Rams notes: Suspension won’t hurt Pead’s standing in backfield competition

ST. LOUIS — By the time the NFL announced Isaiah Pead would miss the first game of the 2013 season for violating the league’s substance abuse policy, the second-year running back was already out of Jeff Fisher’s doghouse.

“It will not,” Fisher said Thursday afternoon when asked if the suspension will adversely affect Pead’s chances to earn reps in the St. Louis backfield.

“Not whatsoever,” Fisher said. “There’s a great competition there. He’s not going to be penalized, as far as reps and carries during the preseason. We’re getting ready for a long haul, and we will be without him for one week — which we understand — but it doesn’t complicate things.”

Pead, a second-round draft pick in 2012, carried the ball 10 times for 54 yards as a rookie last season. He is currently competing with fellow second-year back Daryl Richardson and rookie Zac Stacy for time behind Rams quarterback Sam Bradford.

Fisher said he and the team learned of Pead’s violation long before the NFL made the news public knowledge.

“We were aware of it for quite some time,” Fisher said. “This was an incident that took place last summer. We dealt with it at that point, knowing that the league was probably going to follow up … There’s been so much time between the incident and where he is at now, I believe it is behind him. He obviously has to suffer the consequences and miss the game. But I’m pleased with how he’s bounced back, and his professional approach to being a member of the team this year.”

Pead is the second Rams player to be suspended recently for violating the substance abuse policy. Offensive lineman Rokevious Watkins will also miss the Rams’ first game. Fisher has said multiple times he disagrees with that suspension. Last year, Fisher suspended cornerback Janoris Jenkins and wide receiver Chris Givens for one game each. Those suspensions, a result of the players violating team rules, were not mandated by the NFL.

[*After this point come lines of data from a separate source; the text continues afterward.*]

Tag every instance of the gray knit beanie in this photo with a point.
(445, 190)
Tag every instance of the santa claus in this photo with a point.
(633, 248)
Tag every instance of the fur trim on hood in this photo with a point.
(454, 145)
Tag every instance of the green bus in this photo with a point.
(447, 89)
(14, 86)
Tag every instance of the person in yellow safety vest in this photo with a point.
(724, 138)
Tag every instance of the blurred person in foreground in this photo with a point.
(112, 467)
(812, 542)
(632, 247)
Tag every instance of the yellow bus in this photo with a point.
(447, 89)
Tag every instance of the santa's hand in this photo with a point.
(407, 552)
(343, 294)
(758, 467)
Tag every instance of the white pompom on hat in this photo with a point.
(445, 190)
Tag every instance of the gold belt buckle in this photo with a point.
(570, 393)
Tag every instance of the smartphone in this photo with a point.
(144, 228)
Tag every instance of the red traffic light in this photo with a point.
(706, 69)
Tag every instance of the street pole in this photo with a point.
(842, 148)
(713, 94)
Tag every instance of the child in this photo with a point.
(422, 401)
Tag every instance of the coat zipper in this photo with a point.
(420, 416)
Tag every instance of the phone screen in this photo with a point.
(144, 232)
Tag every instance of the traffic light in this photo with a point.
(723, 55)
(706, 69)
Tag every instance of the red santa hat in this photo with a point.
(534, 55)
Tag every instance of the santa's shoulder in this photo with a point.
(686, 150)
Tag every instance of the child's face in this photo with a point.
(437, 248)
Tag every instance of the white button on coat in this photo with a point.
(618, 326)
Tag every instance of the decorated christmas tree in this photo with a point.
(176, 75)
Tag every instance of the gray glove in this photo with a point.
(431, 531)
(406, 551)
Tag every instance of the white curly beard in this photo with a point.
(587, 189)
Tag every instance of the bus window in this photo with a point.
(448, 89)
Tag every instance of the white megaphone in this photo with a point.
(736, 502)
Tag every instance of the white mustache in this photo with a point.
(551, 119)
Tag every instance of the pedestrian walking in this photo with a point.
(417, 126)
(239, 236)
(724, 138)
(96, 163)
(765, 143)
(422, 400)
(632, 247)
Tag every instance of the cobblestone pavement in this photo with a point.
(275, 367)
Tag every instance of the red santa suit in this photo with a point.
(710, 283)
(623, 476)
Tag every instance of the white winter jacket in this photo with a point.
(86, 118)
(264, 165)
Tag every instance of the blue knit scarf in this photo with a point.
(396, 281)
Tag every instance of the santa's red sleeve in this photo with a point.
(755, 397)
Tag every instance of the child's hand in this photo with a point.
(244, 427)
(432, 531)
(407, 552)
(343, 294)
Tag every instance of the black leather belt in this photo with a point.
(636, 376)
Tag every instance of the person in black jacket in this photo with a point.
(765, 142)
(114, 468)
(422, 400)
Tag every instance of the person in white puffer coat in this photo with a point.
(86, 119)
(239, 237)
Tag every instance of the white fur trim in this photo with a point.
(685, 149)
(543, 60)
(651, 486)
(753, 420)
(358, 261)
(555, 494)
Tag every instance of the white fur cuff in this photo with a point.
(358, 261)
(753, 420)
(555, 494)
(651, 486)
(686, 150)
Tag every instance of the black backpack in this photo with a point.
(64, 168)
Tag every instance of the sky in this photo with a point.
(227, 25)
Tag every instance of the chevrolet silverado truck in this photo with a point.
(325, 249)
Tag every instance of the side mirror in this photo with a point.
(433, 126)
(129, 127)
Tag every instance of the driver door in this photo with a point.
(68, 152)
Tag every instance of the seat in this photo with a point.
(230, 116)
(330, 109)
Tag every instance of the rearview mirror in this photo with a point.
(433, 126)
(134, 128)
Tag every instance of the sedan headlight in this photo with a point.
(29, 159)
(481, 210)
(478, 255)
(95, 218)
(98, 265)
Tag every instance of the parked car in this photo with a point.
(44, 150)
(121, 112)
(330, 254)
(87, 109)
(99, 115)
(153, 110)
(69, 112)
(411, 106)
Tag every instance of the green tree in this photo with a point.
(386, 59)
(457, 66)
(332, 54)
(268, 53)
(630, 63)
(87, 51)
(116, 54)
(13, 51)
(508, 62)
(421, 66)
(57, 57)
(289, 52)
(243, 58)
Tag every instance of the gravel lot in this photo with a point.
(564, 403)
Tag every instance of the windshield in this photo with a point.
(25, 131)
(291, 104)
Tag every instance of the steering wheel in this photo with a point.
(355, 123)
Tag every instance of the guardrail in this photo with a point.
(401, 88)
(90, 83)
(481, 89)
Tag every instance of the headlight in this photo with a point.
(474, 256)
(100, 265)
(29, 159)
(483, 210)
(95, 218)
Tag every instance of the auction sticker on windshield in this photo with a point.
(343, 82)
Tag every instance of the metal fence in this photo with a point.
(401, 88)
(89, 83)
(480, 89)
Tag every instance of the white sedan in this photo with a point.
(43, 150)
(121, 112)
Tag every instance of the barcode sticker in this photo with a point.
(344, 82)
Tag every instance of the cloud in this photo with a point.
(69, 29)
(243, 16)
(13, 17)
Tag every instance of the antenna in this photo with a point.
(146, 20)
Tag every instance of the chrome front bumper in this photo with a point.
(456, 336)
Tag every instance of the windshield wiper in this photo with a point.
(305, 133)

During an interview with FOX Sports Midwest on Tuesday, Fisher spoke at length about the suspensions of Pead and Watkins, along with the discipline of his football team.

“We — in a lot of ways — addressed it [Pead’s violation] last summer when the issue took place, knowing this would probably be the result. This thing has taken a long time. In a lot of ways, Isaiah has put this behind him. He’s learned from his choices, and I don’t expect it to happen again. I think we can use it as an example. Now, with respect to Rokevious, I still respectfully disagree with that decision to suspend him, and the circumstances regarding it. But we have no choice. The league is standing behind that decision. This stuff about lack of discipline in the football team, I made the choice to sit the other two players. They didn’t break any laws or anything like that. Those were club rules. We have the opportunity to discipline our players outside of the league. With that being said, as far as I’m concerned, we’ve had, basically, one major issue. It was a one-game suspension, and he’s learned from it.”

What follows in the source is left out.